Also mit diesen Wasserzusätzen: Caseking.de » Wasserkühlung » Wasserzusätze » Coollaboratory oder Caseking.de » Wasserkühlung » Wasserzusätze » innovatek » innovatek Protect PRO 250ml hast du mit Alu keine Problem!
Das kann ich aus eigendender Erfahrung berichten(in einem Kreislauf war sogar Gold neben Kupfer u. Alu mitdrin)


----------



## Najuno (13. Dezember 2013)

*AW: Aluminium Kühler problematisch?*



sven842 schrieb:


> Also mit diesen Wasserzusätzen: Caseking.de » Wasserkühlung » Wasserzusätze » Coollaboratory oder Caseking.de » Wasserkühlung » Wasserzusätze » innovatek » innovatek Protect PRO 250ml hast du mit Alu keine Problem!
> Das kann ich aus eigendender Erfahrung berichten(in einem Kreislauf war sogar Gold neben Kupfer u. Alu mitdrin)


 
Danke ich denke diese Antwort wird mir weiterhelfen, das werde ich mir gleich mal ansehen. So kann ich mir den laestigen Ausbau des MB's ersparen.

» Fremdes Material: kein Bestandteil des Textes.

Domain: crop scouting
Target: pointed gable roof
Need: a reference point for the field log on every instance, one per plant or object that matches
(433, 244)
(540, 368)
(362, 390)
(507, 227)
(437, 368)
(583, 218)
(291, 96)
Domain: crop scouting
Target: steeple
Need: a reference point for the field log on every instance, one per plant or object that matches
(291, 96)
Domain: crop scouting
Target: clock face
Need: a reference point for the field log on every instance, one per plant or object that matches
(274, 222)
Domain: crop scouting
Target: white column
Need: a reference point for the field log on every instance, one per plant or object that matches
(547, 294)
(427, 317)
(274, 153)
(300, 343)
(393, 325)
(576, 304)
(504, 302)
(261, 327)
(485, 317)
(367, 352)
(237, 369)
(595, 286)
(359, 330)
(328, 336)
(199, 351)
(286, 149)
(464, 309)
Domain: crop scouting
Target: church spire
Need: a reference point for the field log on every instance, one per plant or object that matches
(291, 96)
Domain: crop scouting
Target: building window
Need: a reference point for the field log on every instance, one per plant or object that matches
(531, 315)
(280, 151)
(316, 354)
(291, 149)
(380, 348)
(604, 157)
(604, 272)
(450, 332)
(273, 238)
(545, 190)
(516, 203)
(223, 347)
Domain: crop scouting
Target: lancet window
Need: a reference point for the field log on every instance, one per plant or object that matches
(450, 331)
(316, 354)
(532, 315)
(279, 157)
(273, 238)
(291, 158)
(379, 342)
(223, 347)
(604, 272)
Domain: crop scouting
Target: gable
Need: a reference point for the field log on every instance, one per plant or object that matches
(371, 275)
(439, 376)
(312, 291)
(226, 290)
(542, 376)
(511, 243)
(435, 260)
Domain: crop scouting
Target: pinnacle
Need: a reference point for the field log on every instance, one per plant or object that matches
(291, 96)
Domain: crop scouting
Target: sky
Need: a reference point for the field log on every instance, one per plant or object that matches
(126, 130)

Zu dem Punkt ob man die Wakue aufm Board braucht beim Sockel 1150... nein aber ich hab eh schon 2 Custom Loops am Laufen und es sieht halt lecker aus wenn das MB noch mitgekuehlt wird, und macht dann kaum mehr Aufwand da ich ja nur 2 Compression Fittings und bisschen Schlauch sowie Korrosionsschutz mehr brauche  . 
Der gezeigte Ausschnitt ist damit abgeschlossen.